In most cases, the answer is no. Most business owners view benefits as an expense and focus solely on trying to lower their monthly costs. This is understandable because benefit costs can be very expensive and may feel out of control. As such, it seems wise to negotiate lower rates. Sometimes you can get a lower rate, but we have learned that this could cost you more money in the long-run.
Lowering your benefit costs often means that you also lower the quality of your coverage. Furthermore, if you change suppliers, this can also undermine the perceived stability of the plan in the eyes of your employees. These changes could cause a valued employee to leave your company for a better benefits plan from one of your competitors. Losing an important employee can be extremely disruptive and could cost you a lot of time and money. There is also the problem that your benefits plan may no longer be attractive to potential employees. These are some of the potential hidden costs of a lower-priced benefits plan.

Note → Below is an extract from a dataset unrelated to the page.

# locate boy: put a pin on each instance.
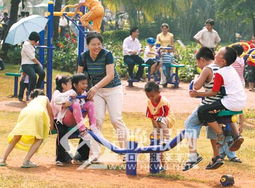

That's why we recommend that you view your benefits program as a strategic tool and align it with your business goals. Instead of looking at benefits strictly as a cost, you could view it as an investment that can help you attract and retain better employees, boost morale and productivity, and help you achieve your business goals.
Assessing your current situation is the first step. Honestly assess what your employees think and feel about your plan. Determine how it compares to your competitors' plans and whether it gives you a competitive advantage or not. Step two is to clarify both your business goals and your benefits goals and to make sure that they are aligned. Step three is to develop a strategic plan based on three elements: corporate culture, workforce advantage, and cost advantage.
We have learned that this strategic approach can help you save time and money, attract and retain excellent employees, and achieve your business goals.